Sven Giegold
Foto: dts Nachrichtenagentur
München – Nachdem der Bundesfinanzhof dem globalisierungskritischen Netzwerk Attac die Gemeinnützigkeit aberkannt hat, hat der Grünen-Europapolitiker und Attac-Mitbegründer Sven Giegold die Entscheidung scharf kritisiert.
„Das ist ein schwarzer Tag für die Demokratie in unserem Land“, sagte er am Dienstag dem Sender „Tagesschau24“. Die Entscheidung des Münchener Gerichts bedeute, dass die Lobbyausgaben mächtiger Wirtschaftsunternehmen von der Steuer absetzbar seien, aber Spenden an Organisationen der kritischen Zivilgesellschaft in Zukunft nicht mehr gemeinnützig seien. „Damit werden relevante Teile der kritischen Zivilgesellschaft in Rechtsunsicherheit gebracht“, so Giegold.

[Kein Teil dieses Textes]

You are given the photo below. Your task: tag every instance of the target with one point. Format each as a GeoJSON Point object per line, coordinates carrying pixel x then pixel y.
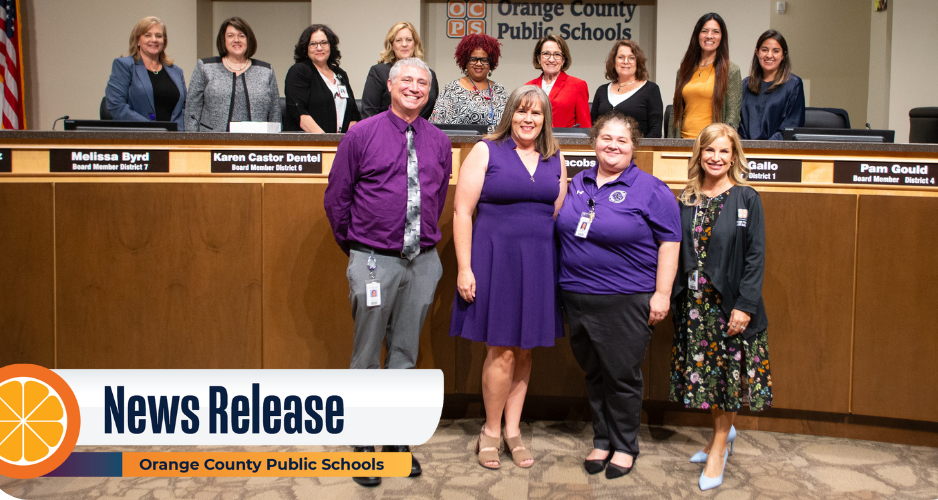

Der Bundesfinanzhof hatte zuvor entschieden, dass Attac wegen tagespolitischem Aktivismus nicht gemeinnützig sein könne. Dabei gehe es nicht um die politischen Inhalte von Attac, sondern darum, dass politischer Aktivismus allgemein nicht mit der Gemeinnützigkeit vereinbar sei, hieß es zur Urteilsbegründung. (dts Nachrichtenagentur)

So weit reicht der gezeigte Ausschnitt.